Roosevelt Hemstreet’s voice crackled on the
other end. He kept his conversation brief, telling the Pegram
County Sheriff just what he thought the other man needed to know. A
child in Shreveport had been kidnapped. The forensics team had just
finished with the house and Roosevelt had read the report with no
little amount of horror, once he realized to whom the child was
related.

Scott listened absently, wondering what the
fuss was about. In fact, he knew that the fingerprint in question
belonged to a man who Dacey Rojas had complained was stalking
Leonie Simoneaud, or at least, staring luridly at her when he came
inside the Gingerbread House.

Roosevelt was stricken silent for a moment.
“You mean, you found something that connects Gideon Lily to the
kidnapping last weekend?”

Scott sighed, glancing at the house. “I
thought that was why you called.”

Roosevelt grunted on the other end, a little
frustrated. “You don’t get it. He changed his name. There was that
much press back then. A child who’d escaped from a molester.
Someone who managed to escape with the help of a psychic who had
come to rescue him. It was a banner headline. Journalists drooled
over it.
People Magazine
and
Newsweek
parked their
people on the family’s lawn for weeks. They offered beaucoup tons
of money. They wanted his story and all he wanted, all his family
wanted, was to be left alone.”

“So what was his name before?” A sinking
feeling was beginning to affect Scott, as if he knew the boom was
going to drop, right on top of his head.


“Douglas Trent,” Leonie murmured in dawning
comprehension. Her mouth dropped open in amazement. “It’s you. How
can you possibly be so close to me and not be part of the
family?”

After a lengthy pause, he said, “I’ve heard
the rumors. Roosevelt Hemstreet told me some more. People talk
about the people out at Twilight Lake.

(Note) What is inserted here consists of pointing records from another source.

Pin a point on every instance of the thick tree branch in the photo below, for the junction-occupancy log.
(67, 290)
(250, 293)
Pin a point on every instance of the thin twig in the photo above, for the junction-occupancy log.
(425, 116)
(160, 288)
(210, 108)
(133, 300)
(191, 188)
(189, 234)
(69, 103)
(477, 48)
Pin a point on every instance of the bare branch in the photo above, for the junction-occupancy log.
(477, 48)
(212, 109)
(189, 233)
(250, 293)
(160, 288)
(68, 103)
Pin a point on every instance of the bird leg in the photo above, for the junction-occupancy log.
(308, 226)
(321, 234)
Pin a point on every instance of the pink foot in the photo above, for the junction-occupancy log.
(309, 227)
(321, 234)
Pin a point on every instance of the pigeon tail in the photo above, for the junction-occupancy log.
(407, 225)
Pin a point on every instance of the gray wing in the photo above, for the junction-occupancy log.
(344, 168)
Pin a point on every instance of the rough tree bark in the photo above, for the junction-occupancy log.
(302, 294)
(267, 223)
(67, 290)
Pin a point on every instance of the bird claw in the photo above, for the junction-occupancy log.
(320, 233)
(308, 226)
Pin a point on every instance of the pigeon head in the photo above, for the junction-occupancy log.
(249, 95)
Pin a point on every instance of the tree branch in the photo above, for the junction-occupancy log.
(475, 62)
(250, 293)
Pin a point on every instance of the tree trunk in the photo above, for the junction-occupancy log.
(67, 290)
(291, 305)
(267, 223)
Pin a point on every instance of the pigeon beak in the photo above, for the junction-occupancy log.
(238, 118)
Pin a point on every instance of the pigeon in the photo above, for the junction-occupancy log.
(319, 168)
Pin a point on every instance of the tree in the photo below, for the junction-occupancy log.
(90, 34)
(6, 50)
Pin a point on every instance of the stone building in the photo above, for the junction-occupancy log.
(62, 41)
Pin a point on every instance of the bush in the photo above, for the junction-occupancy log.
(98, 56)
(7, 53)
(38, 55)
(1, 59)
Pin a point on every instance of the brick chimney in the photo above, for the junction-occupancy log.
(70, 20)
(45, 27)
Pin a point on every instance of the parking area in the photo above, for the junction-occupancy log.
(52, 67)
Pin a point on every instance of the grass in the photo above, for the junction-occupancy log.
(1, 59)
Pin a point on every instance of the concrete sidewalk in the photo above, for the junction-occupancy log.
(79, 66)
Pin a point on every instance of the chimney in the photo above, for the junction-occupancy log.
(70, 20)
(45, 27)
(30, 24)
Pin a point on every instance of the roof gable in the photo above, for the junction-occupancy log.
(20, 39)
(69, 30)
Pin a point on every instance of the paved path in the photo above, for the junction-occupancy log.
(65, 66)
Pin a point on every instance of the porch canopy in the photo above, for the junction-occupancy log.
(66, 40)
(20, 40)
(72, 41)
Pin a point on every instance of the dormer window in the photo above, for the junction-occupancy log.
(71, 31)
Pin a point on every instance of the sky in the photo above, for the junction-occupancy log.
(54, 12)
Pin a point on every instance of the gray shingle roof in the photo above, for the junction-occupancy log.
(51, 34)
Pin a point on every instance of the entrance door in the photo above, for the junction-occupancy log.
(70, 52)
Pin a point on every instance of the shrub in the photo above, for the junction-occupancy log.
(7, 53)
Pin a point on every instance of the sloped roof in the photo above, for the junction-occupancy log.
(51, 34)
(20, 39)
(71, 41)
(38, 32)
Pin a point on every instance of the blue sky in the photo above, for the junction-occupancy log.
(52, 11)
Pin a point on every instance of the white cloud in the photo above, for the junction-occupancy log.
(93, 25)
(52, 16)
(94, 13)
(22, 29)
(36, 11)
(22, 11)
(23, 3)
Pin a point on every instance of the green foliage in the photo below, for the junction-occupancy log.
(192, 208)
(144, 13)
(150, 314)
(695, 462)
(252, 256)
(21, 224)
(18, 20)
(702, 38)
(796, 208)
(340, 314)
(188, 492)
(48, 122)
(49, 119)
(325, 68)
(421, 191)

They say they’re special.
Really special. But they keep to themselves. Some go out into the
world and do other things, but most don’t. You’re one of the few
who cut themselves so completely off from the rest. Roosevelt
thought it was because the family couldn’t forgive you for rescuing
me, that you exposed them. He thought that they forced you out.
Because of me.”

Leonie stared into those dark brown eyes and
tried to read him. She let her consciousness flow and the anger
that had colored his thoughts so utterly began to evaporate. “I
exposed them, but-” her hand came up, despite his tight grip on her
upper arms, and touched her scarred cheek-“I wasn’t the same, ever
again. I wasn’t one of them. Not in the way they wanted, and they
never looked at me the same.”

“It doesn’t make you any less beautiful,”
Gideon muttered agitatedly. One muscle in his cheek twitched
spasmodically. The thought of her being ostracized because of what
she’d done for him made him ache with dismay.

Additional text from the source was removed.